Rechercher
Rechercher

Nos Lecteurs ont la Parole

La neutralité, seule planche de salut pour l’avenir du Liban

La neutralité, seule planche de salut  pour l’avenir du Liban

Le printemps arabe a été le prélude à des bouleversements sociaux et géographiques divers dans la région. Patrick Baz/AFP

« Il ne faut avoir aucun regret pour le passé, aucun remords pour le présent, et une confiance inébranlable pour l’avenir », Jean Jaurès (1859- 1914), homme politique.

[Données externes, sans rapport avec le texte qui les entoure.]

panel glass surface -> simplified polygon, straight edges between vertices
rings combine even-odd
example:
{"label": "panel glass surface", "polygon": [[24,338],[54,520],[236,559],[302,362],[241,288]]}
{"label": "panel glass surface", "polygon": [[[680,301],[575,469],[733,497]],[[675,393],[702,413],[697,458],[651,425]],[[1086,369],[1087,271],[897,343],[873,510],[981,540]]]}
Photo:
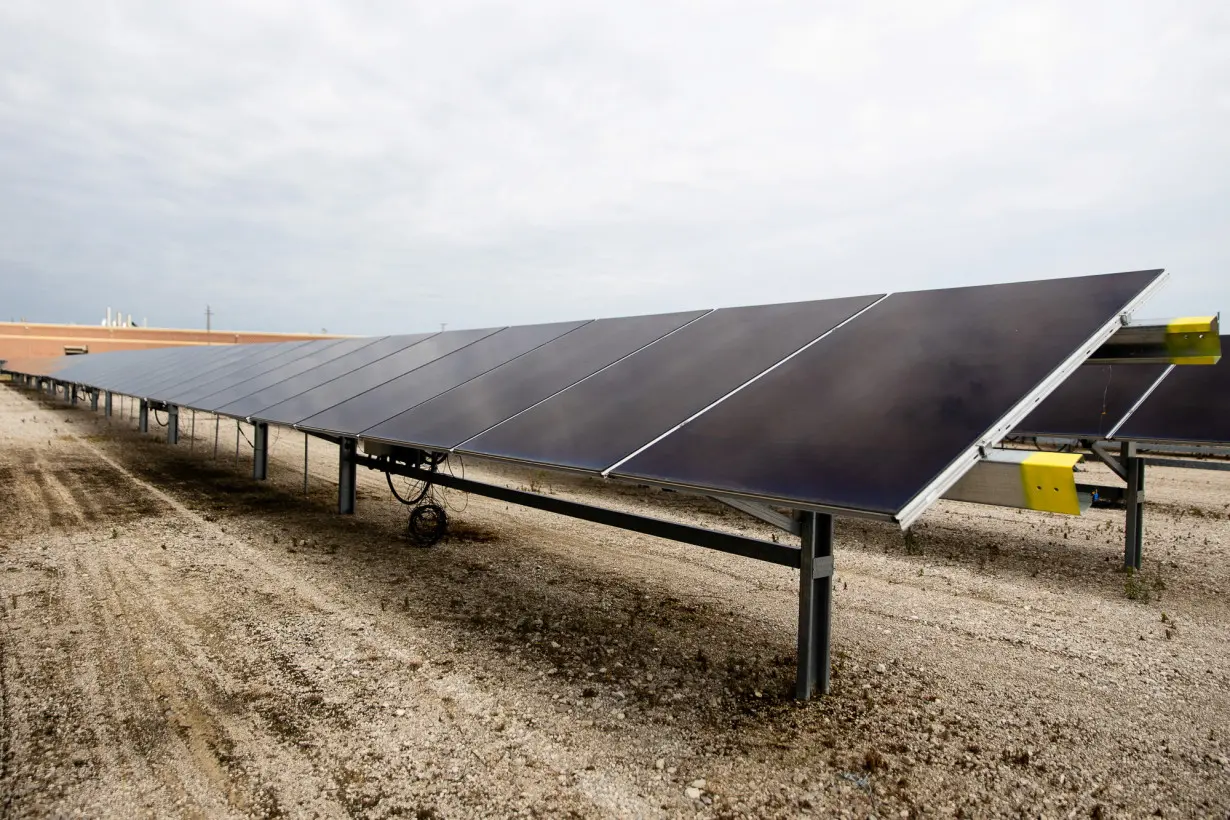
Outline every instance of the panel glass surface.
{"label": "panel glass surface", "polygon": [[[208,363],[200,367],[185,367],[182,359],[171,359],[158,368],[149,368],[144,374],[129,376],[116,386],[116,390],[129,395],[143,395],[160,399],[172,389],[188,389],[219,377],[236,367],[246,366],[251,361],[260,361],[286,351],[296,350],[306,342],[280,342],[269,345],[208,346],[206,351],[216,351]],[[198,348],[200,349],[200,348]],[[181,351],[182,352],[182,351]],[[202,354],[207,355],[207,354]]]}
{"label": "panel glass surface", "polygon": [[364,435],[453,447],[704,314],[699,310],[590,322]]}
{"label": "panel glass surface", "polygon": [[[194,379],[186,385],[180,387],[172,387],[166,390],[160,390],[162,398],[171,404],[179,404],[185,407],[195,406],[196,402],[206,396],[216,393],[221,389],[246,381],[253,376],[259,376],[262,373],[268,373],[275,368],[284,367],[290,362],[302,359],[304,356],[310,356],[317,351],[332,347],[337,344],[334,339],[327,341],[308,342],[293,350],[287,350],[283,353],[278,353],[273,356],[268,356],[260,361],[256,359],[260,356],[260,351],[256,350],[256,345],[249,347],[248,353],[242,361],[235,362],[233,365],[220,368],[218,375],[213,379]],[[200,410],[211,410],[212,407],[201,405]]]}
{"label": "panel glass surface", "polygon": [[135,372],[142,362],[153,366],[154,363],[167,360],[176,351],[177,348],[116,350],[64,357],[56,363],[55,372],[59,378],[94,386],[98,380],[106,378],[107,374],[121,374],[129,369]]}
{"label": "panel glass surface", "polygon": [[218,412],[241,419],[256,417],[260,411],[268,407],[298,396],[300,393],[306,393],[315,387],[320,387],[326,382],[333,381],[339,376],[344,376],[361,367],[366,367],[372,362],[392,356],[398,351],[405,350],[411,345],[418,344],[424,339],[430,339],[435,335],[437,334],[415,333],[406,336],[384,336],[366,347],[325,362],[305,373],[283,379],[250,396],[244,396],[237,401],[233,401],[219,408]]}
{"label": "panel glass surface", "polygon": [[504,328],[387,384],[306,418],[301,426],[348,435],[359,433],[583,324],[585,322],[555,322]]}
{"label": "panel glass surface", "polygon": [[896,515],[1159,274],[894,294],[612,475]]}
{"label": "panel glass surface", "polygon": [[[500,328],[489,327],[481,330],[450,330],[437,333],[405,350],[352,370],[271,407],[266,407],[254,417],[277,424],[298,424],[308,416],[328,410],[373,387],[392,381],[441,356],[447,356],[454,350],[490,336],[498,330]],[[353,435],[358,430],[347,432]]]}
{"label": "panel glass surface", "polygon": [[1087,364],[1047,396],[1013,435],[1102,438],[1161,377],[1164,364]]}
{"label": "panel glass surface", "polygon": [[[1221,337],[1222,350],[1230,336]],[[1116,439],[1230,444],[1230,364],[1181,365],[1132,414]]]}
{"label": "panel glass surface", "polygon": [[140,382],[150,374],[162,372],[173,367],[186,353],[185,348],[165,348],[149,351],[122,351],[117,353],[115,367],[105,373],[99,370],[97,378],[91,381],[105,384],[112,390],[119,391],[121,387]]}
{"label": "panel glass surface", "polygon": [[230,404],[237,399],[250,396],[258,390],[262,390],[270,385],[277,384],[284,379],[289,379],[292,376],[298,376],[300,373],[306,373],[314,367],[319,367],[322,364],[340,358],[348,353],[354,353],[356,350],[361,350],[367,347],[376,339],[358,338],[358,339],[343,339],[337,344],[329,347],[313,351],[306,356],[295,359],[293,362],[287,362],[279,365],[273,370],[266,371],[259,375],[253,376],[250,379],[232,384],[229,387],[219,390],[217,393],[210,393],[208,396],[203,396],[197,400],[197,403],[203,406],[208,406],[210,409],[217,409],[224,405]]}
{"label": "panel glass surface", "polygon": [[[145,352],[152,353],[154,351],[151,350],[151,351],[132,351],[132,352],[133,353],[145,353]],[[90,353],[85,356],[58,356],[53,360],[53,362],[48,364],[48,367],[43,368],[43,369],[52,370],[54,368],[57,374],[64,376],[66,379],[70,379],[72,381],[84,381],[83,379],[79,379],[78,376],[80,375],[84,377],[84,376],[89,376],[90,374],[99,372],[104,367],[106,367],[110,361],[112,361],[111,359],[108,358],[108,356],[109,356],[108,353]],[[18,358],[13,359],[10,362],[10,365],[19,365],[19,364],[22,364],[23,362],[30,363],[32,361],[33,361],[32,359],[26,359],[25,357],[18,357]]]}
{"label": "panel glass surface", "polygon": [[[302,342],[290,342],[298,347]],[[160,387],[168,384],[178,384],[185,379],[209,379],[223,371],[223,367],[234,367],[236,362],[242,362],[255,351],[254,346],[231,345],[229,347],[198,347],[179,350],[169,360],[159,364],[157,368],[147,368],[144,375],[129,378],[124,382],[124,392],[138,396],[149,396]],[[266,355],[273,355],[268,351]]]}
{"label": "panel glass surface", "polygon": [[[120,384],[137,381],[150,373],[159,372],[162,368],[170,366],[183,353],[183,348],[162,348],[158,350],[123,350],[115,351],[111,354],[102,354],[110,355],[114,358],[104,363],[101,361],[102,355],[100,355],[99,365],[95,368],[95,372],[89,375],[88,381],[95,386],[116,390]],[[65,368],[62,372],[65,377],[68,376],[68,368]],[[85,374],[82,375],[84,376]],[[81,381],[87,381],[87,379],[82,378]]]}
{"label": "panel glass surface", "polygon": [[715,310],[458,450],[605,470],[878,298]]}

Le Liban est plongé depuis bientôt quarante ans dans une longue agonie due à la guerre du Liban, à un effondrement progressif et quasi total de la République et de ses institutions, auquel ont largement participé la mauvaise gouvernance et la corruption de la classe dirigeante, l’affiliation extranationale de composantes communautaires à des puissances étrangères, sans oublier une tutelle syrienne lourde de conséquences tant au niveau humain que politique. Le tournant de l’année 2021 plongera-t-il le pays dans les abysses profonds d’une mort comatique ou, au contraire, poussera-t-il son peuple désespéré à entreprendre une lutte sans merci pour sa survie et sa renaissance ?

Pour essayer d’avoir des réponses à ce questionnement et aux causes qui ont entretenu ce mal, il faudrait revenir à la création de l’État d’Israël, en 1948… L’Orient vit alors le drame de la spoliation de l’État palestinien, le renvoi de ses habitants hors de leurs terres et frontières et la mainmise militaire des assaillants sionistes sur tout ce territoire qu’ils baptiseront « Israël » !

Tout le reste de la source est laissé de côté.